Honestly, with it going around the school it’s ridiculous to blame me when there’s a ton of kids who have had it and other teachers who have come down with it even before me. The problem is that someone has gone either when asymptomatic or when still infectious. But we won’t know anymore because they’ve stopped doing the pool testing....it’s also incredibly ironic that the three people involved in that conversation before making the “joke“ are those who have had covid before. One even went in when sick....:rolleyes:


I do think that someone else said something about how unfair the “joke” was, because nothing further has come up. Granted I’ve had no apology either but I’m not actively seeking one out or have mentioned anything further about it. Unfortunately, it’s yet another reminder that there are these types of people around and I have to just work out the best strategy to deal with it especially now that I’m feeling much better each day, and I just kill them with kindness. They crossed a line, you don’t joke about health.


You mention you hear “it’s just a joke” a lot. Does this often involve your colleagues? What’s the content of their joke? I need more context to be sure. But what happened with the Covid joke, I’m speculating that they were saying something mean that wasn’t meant for you to hear. It’s actually kind of common to happen to NTs, but NTs generally don’t like this either.
I don’t know what the conversation was about before I came in. There were three of them anyway, one of them thought it would be funny to say that I was patient zero and that encouraged another to add to the joke with the “it’s my plan” and then because I didn’t respond to it I got the “it’s a joke!” It’s possible that they were being mean. Which says more about them, then anything. I could have challenged them today but if I did, what would that make me look like? I’m not giving them further fuel. And I don’t have the energy to do that either.
A really dark speculation here-your colleagues know you struggle with social interactions so they just use “it’s just a joke” to get away with saying mean things.
They have no idea about my diagnosis and to them I just prefer to work more than necessary.

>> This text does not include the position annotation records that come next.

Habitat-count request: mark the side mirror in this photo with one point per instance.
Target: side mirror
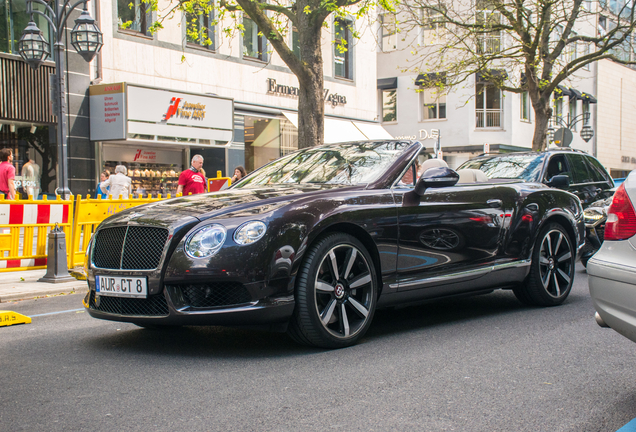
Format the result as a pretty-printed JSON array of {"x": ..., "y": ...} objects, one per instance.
[
  {"x": 436, "y": 177},
  {"x": 560, "y": 181}
]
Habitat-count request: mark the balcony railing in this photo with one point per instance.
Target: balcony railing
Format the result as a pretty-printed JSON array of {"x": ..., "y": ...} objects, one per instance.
[
  {"x": 488, "y": 118},
  {"x": 488, "y": 44}
]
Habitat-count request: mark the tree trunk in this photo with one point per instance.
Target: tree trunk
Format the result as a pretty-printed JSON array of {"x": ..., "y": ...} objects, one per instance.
[
  {"x": 311, "y": 111},
  {"x": 542, "y": 114},
  {"x": 311, "y": 104}
]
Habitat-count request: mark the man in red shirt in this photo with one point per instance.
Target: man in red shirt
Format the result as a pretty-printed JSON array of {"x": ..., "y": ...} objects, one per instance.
[
  {"x": 192, "y": 180},
  {"x": 7, "y": 174}
]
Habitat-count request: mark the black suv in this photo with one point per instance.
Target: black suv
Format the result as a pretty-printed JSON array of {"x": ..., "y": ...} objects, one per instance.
[{"x": 568, "y": 169}]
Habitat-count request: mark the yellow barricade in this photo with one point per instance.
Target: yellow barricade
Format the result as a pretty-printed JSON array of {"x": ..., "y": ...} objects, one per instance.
[
  {"x": 89, "y": 213},
  {"x": 24, "y": 229}
]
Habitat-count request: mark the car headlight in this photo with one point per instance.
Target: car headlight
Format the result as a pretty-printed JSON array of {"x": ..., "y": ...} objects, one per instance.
[
  {"x": 206, "y": 241},
  {"x": 249, "y": 232}
]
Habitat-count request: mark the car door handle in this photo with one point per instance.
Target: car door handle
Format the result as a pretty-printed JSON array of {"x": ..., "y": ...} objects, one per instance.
[{"x": 494, "y": 203}]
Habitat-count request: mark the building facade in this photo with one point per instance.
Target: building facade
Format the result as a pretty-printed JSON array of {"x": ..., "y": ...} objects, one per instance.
[
  {"x": 200, "y": 72},
  {"x": 477, "y": 116},
  {"x": 27, "y": 117}
]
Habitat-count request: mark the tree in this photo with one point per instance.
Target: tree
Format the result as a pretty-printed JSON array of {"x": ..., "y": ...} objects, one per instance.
[
  {"x": 518, "y": 46},
  {"x": 273, "y": 19}
]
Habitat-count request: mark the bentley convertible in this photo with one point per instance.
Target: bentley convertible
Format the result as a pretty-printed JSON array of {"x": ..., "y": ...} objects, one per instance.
[{"x": 314, "y": 242}]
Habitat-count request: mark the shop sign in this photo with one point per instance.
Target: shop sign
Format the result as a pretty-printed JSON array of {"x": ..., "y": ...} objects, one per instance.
[
  {"x": 140, "y": 155},
  {"x": 282, "y": 90},
  {"x": 108, "y": 112},
  {"x": 166, "y": 108},
  {"x": 627, "y": 159},
  {"x": 183, "y": 109},
  {"x": 19, "y": 181}
]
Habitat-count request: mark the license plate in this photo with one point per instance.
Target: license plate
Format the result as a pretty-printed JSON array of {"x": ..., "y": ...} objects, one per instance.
[{"x": 121, "y": 286}]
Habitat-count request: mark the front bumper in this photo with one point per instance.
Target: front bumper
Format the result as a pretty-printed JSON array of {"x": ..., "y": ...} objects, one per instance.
[
  {"x": 167, "y": 309},
  {"x": 612, "y": 281}
]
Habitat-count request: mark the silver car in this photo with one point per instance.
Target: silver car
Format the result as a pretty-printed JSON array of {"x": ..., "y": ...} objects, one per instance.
[{"x": 612, "y": 270}]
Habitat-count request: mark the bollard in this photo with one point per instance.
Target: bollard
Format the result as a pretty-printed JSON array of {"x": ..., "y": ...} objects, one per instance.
[{"x": 56, "y": 265}]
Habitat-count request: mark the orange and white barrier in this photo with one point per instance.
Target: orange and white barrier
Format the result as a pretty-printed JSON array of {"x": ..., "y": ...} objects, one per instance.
[
  {"x": 24, "y": 228},
  {"x": 219, "y": 183}
]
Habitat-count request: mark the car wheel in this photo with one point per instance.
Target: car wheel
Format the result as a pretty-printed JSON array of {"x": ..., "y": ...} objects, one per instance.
[
  {"x": 552, "y": 270},
  {"x": 336, "y": 293}
]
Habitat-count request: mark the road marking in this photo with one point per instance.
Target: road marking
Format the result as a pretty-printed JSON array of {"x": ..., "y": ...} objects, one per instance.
[
  {"x": 629, "y": 427},
  {"x": 55, "y": 313}
]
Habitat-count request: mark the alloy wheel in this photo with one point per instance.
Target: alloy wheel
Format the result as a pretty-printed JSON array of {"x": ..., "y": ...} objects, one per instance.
[
  {"x": 343, "y": 291},
  {"x": 555, "y": 263}
]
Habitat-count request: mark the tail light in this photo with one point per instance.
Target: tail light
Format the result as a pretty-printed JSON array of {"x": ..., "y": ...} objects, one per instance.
[{"x": 621, "y": 218}]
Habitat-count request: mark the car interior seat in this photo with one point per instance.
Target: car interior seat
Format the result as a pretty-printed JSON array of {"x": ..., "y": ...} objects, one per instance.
[
  {"x": 468, "y": 175},
  {"x": 432, "y": 163}
]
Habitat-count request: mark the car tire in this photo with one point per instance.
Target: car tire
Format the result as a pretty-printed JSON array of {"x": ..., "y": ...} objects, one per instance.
[
  {"x": 336, "y": 293},
  {"x": 552, "y": 270}
]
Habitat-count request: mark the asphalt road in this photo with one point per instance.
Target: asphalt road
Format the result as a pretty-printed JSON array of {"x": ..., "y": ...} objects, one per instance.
[{"x": 476, "y": 364}]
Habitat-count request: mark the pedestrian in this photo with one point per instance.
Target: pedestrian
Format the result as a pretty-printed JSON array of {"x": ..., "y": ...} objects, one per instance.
[
  {"x": 192, "y": 181},
  {"x": 239, "y": 173},
  {"x": 101, "y": 189},
  {"x": 119, "y": 184},
  {"x": 7, "y": 173},
  {"x": 31, "y": 178}
]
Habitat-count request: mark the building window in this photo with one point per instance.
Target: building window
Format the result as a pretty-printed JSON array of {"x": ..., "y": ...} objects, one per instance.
[
  {"x": 200, "y": 28},
  {"x": 389, "y": 32},
  {"x": 488, "y": 106},
  {"x": 254, "y": 42},
  {"x": 14, "y": 19},
  {"x": 432, "y": 95},
  {"x": 585, "y": 47},
  {"x": 433, "y": 27},
  {"x": 572, "y": 112},
  {"x": 342, "y": 49},
  {"x": 135, "y": 15},
  {"x": 295, "y": 42},
  {"x": 488, "y": 42},
  {"x": 389, "y": 105},
  {"x": 433, "y": 102},
  {"x": 525, "y": 106}
]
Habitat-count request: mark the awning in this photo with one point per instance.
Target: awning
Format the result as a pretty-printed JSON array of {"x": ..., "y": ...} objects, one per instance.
[
  {"x": 561, "y": 91},
  {"x": 387, "y": 83},
  {"x": 337, "y": 130},
  {"x": 492, "y": 75},
  {"x": 430, "y": 79}
]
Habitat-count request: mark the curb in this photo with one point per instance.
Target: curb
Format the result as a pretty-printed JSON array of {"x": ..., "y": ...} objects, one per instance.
[{"x": 44, "y": 292}]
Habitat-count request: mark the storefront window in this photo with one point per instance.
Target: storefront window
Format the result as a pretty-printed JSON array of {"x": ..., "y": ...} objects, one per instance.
[
  {"x": 267, "y": 139},
  {"x": 152, "y": 171},
  {"x": 37, "y": 177}
]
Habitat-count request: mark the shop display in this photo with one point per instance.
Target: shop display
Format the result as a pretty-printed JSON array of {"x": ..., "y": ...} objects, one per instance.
[{"x": 150, "y": 179}]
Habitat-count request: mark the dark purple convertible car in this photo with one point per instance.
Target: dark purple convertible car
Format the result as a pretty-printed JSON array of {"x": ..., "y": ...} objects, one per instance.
[{"x": 314, "y": 242}]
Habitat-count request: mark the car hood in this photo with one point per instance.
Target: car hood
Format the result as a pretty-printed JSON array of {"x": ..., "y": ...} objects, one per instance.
[{"x": 230, "y": 203}]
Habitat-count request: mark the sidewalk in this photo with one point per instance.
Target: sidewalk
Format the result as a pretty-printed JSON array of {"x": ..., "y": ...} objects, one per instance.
[{"x": 22, "y": 285}]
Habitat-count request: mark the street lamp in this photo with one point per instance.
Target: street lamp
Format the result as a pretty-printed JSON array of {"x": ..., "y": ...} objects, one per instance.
[{"x": 86, "y": 38}]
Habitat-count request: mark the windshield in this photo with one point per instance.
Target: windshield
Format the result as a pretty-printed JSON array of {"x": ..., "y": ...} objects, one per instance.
[
  {"x": 522, "y": 166},
  {"x": 340, "y": 164}
]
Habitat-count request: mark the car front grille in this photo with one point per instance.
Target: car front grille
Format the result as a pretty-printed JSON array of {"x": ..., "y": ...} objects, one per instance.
[
  {"x": 129, "y": 248},
  {"x": 210, "y": 295},
  {"x": 152, "y": 306}
]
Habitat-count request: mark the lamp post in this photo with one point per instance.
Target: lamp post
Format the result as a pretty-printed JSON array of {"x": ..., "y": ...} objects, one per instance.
[
  {"x": 586, "y": 131},
  {"x": 86, "y": 38}
]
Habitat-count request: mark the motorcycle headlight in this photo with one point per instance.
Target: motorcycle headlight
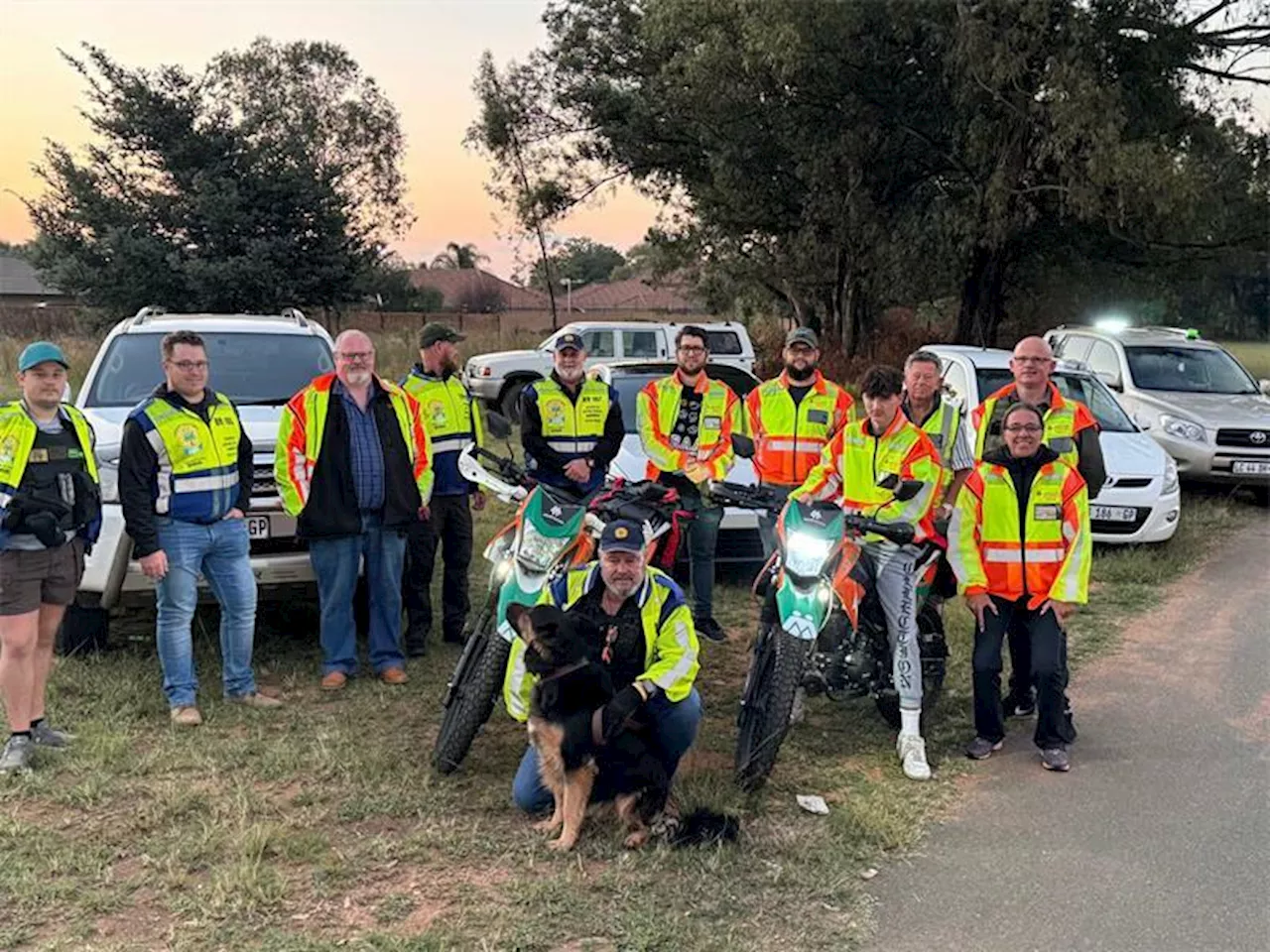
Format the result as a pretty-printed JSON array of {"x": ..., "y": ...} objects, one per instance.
[
  {"x": 804, "y": 555},
  {"x": 1180, "y": 428},
  {"x": 536, "y": 551}
]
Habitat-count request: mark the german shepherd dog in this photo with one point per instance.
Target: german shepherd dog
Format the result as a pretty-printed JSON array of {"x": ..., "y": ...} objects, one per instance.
[{"x": 575, "y": 763}]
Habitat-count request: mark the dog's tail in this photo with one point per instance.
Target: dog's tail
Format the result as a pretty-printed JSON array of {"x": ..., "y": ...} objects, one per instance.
[{"x": 703, "y": 828}]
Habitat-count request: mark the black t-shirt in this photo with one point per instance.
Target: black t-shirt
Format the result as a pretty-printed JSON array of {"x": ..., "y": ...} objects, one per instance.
[{"x": 627, "y": 649}]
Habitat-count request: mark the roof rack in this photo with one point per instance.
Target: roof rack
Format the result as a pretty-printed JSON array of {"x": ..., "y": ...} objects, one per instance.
[{"x": 149, "y": 311}]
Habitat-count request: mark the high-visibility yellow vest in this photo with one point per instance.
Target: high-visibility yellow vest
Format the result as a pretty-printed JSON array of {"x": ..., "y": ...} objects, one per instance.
[
  {"x": 18, "y": 435},
  {"x": 197, "y": 479},
  {"x": 1049, "y": 556},
  {"x": 671, "y": 644},
  {"x": 789, "y": 439},
  {"x": 658, "y": 409},
  {"x": 300, "y": 434},
  {"x": 1064, "y": 422}
]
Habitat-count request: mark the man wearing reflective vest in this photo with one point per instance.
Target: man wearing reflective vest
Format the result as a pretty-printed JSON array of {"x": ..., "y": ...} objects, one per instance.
[
  {"x": 1021, "y": 549},
  {"x": 571, "y": 424},
  {"x": 1071, "y": 431},
  {"x": 885, "y": 445},
  {"x": 354, "y": 466},
  {"x": 185, "y": 486},
  {"x": 649, "y": 651},
  {"x": 686, "y": 421},
  {"x": 452, "y": 420},
  {"x": 50, "y": 512},
  {"x": 792, "y": 419}
]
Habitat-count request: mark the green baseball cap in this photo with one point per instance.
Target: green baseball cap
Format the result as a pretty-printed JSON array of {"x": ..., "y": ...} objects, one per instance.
[{"x": 41, "y": 352}]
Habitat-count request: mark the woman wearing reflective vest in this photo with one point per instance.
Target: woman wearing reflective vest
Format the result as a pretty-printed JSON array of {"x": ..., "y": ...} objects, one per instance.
[
  {"x": 1021, "y": 549},
  {"x": 353, "y": 462},
  {"x": 792, "y": 419}
]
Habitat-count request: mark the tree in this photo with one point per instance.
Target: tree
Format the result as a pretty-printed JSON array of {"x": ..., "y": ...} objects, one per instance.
[
  {"x": 271, "y": 178},
  {"x": 580, "y": 262},
  {"x": 457, "y": 257}
]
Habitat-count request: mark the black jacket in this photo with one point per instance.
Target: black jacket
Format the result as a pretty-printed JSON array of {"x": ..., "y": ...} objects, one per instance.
[
  {"x": 139, "y": 465},
  {"x": 331, "y": 508}
]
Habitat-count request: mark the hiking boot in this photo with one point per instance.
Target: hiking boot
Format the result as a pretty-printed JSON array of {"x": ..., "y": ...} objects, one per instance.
[
  {"x": 186, "y": 716},
  {"x": 1056, "y": 760},
  {"x": 710, "y": 629},
  {"x": 16, "y": 756},
  {"x": 262, "y": 702},
  {"x": 45, "y": 737},
  {"x": 982, "y": 748},
  {"x": 912, "y": 754}
]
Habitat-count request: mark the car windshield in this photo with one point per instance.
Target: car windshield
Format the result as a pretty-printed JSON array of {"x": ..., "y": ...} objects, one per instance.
[
  {"x": 1189, "y": 370},
  {"x": 248, "y": 368},
  {"x": 629, "y": 385},
  {"x": 1075, "y": 386}
]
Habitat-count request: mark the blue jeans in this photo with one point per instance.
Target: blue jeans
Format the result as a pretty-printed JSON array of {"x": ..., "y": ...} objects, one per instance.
[
  {"x": 220, "y": 553},
  {"x": 675, "y": 721},
  {"x": 335, "y": 562}
]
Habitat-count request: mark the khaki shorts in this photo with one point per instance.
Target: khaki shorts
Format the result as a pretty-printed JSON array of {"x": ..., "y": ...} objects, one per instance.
[{"x": 48, "y": 576}]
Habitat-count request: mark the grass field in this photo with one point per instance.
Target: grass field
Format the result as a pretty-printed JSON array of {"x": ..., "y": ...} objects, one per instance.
[{"x": 321, "y": 826}]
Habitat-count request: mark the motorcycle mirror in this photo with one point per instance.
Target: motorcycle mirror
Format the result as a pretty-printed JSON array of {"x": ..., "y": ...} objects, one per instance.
[
  {"x": 498, "y": 425},
  {"x": 908, "y": 489}
]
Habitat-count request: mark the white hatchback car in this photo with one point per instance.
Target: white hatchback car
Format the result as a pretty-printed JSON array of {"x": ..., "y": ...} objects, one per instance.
[{"x": 1141, "y": 500}]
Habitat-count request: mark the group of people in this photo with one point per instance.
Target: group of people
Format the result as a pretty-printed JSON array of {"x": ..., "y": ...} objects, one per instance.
[{"x": 370, "y": 471}]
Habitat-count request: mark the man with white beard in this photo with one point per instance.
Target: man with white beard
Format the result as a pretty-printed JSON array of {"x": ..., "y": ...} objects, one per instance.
[{"x": 353, "y": 463}]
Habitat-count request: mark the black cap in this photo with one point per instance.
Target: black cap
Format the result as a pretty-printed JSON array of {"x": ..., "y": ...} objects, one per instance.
[
  {"x": 566, "y": 340},
  {"x": 622, "y": 536},
  {"x": 435, "y": 333}
]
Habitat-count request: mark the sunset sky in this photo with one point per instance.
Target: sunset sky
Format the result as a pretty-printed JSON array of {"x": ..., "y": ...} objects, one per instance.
[{"x": 422, "y": 53}]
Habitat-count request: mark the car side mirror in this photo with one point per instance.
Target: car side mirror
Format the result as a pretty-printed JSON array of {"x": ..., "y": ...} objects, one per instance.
[
  {"x": 908, "y": 489},
  {"x": 498, "y": 425}
]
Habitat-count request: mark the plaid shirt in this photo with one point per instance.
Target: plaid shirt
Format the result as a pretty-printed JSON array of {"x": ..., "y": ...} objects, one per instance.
[{"x": 366, "y": 453}]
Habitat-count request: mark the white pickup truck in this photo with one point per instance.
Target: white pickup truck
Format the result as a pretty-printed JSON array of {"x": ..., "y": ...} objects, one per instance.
[
  {"x": 498, "y": 379},
  {"x": 259, "y": 362}
]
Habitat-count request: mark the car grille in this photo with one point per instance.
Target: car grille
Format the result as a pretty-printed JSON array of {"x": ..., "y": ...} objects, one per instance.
[
  {"x": 1252, "y": 439},
  {"x": 1120, "y": 529}
]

In short: My idea is that they need to adjust their humor senses. :cool:
 
I don’t know what the conversation was about before I came in. There were three of them anyway, one of them thought it would be funny to say that I was patient zero and that encouraged another to add to the joke with the “it’s my plan” and then because I didn’t respond to it I got the “it’s a joke!”

Yikes, I’m understanding this as they saw you coming in and explicitly said it for you to hear? Bad humor sense indeed. :confused:
 
I don’t know what the conversation was about before I came in. There were three of them anyway, one of them thought it would be funny to say that I was patient zero and that encouraged another to add to the joke with the “it’s my plan” and then because I didn’t respond to it I got the “it’s a joke!” It’s possible that they were being mean. Which says more about them, then anything. I could have challenged them today but if I did, what would that make me look like? I’m not giving them further fuel. And I don’t have the energy to do that either.

This is 1) immature on their parts; 2) quite mature on yours.